Artur Avila, 35, foi um dos escolhidos para receber a Medalha Fields, maior láurea científica que o país já recebeu

Prêmio é incentivo para comunidade acadêmica brasileira abandonar 'complexo de vira-lata', afirma pesquisador

FERNANDO TADEU MORAES DE SÃO PAULO MARCELO NINIO ENVIADO ESPECIAL A SEUL

O brasileiro Artur Avila, 35, foi um dos ganhadores, na noite desta terça-feira (12), da Medalha Fields, conhecida como o Nobel da matemática. Ele é o primeiro latino-americano a ser agraciado com a láurea, entregue pela União Internacional de Matemática.

A premiação ocorreu na abertura do 27º Congresso Internacional de Matemáticos em Seul, na Coreia do Sul.

Imagens da praia de Ipanema surgiram no telão da cerimônia de abertura para anunciar o nome de Avila. Em um vídeo que o apresentou ao público e antecedeu sua subida ao palco, ele disse que era "uma honra para o Brasil e para a França" a distinção que recebeu. "Principalmente para o Brasil, que nunca havia recebido o prêmio".

Em inglês, Avila contou no vídeo um pouco da sua história e seu trabalho, enquanto aparecia em momentos de sua rotina, caminhando na praia no Rio e saboreando uma tigela de açaí.

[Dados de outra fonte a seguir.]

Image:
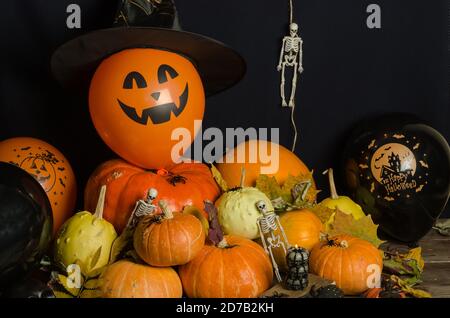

Nascido no Rio de Janeiro, Avila é pesquisador do Impa (Instituto Nacional de Matemática Pura e Aplicada) e do CNRS (Centro Nacional de Pesquisa Científica, órgão de pesquisa do governo francês).

Considerado um dos matemáticos mais talentosos de sua geração, o brasileiro vinha sendo citado nos últimos anos como forte candidato.

"Já havia um burburinho sobre eu ganhar a medalha", disse Avila à Folha. "Quase todo mundo que falava comigo acabava tocando no assunto. Estava ficando uma coisa até um pouco chata."

César Camacho, diretor-geral do Impa, dá a dimensão da conquista. "É o maior prêmio já recebido por um pesquisador brasileiro."

Comparada ao Nobel pela importância, a Medalha Fields distingue-se por ser entregue de quatro em quatro anos para matemáticos de até 40 anos. A cada edição, saem de duas a quatro medalhas para pesquisadores com grandes feitos na carreira. Cada vencedor recebe também o equivalente a R$ 31,3 mil.

Neste ano, também receberam o prêmio o canadense-americano Manjul Bhargava, o austríaco Martin Hairer, e a iraniana Maryam Mirzakhani, a primeira mulher a receber a distinção.

Welington de Melo, pesquisador do Impa que orientou o doutorado de Avila, conta que o matemático sempre foi discreto. "Ele assistia às aulas quieto, mas, quando fazia uma pergunta, eu tinha que levá-la para casa para pensar no fim de semana."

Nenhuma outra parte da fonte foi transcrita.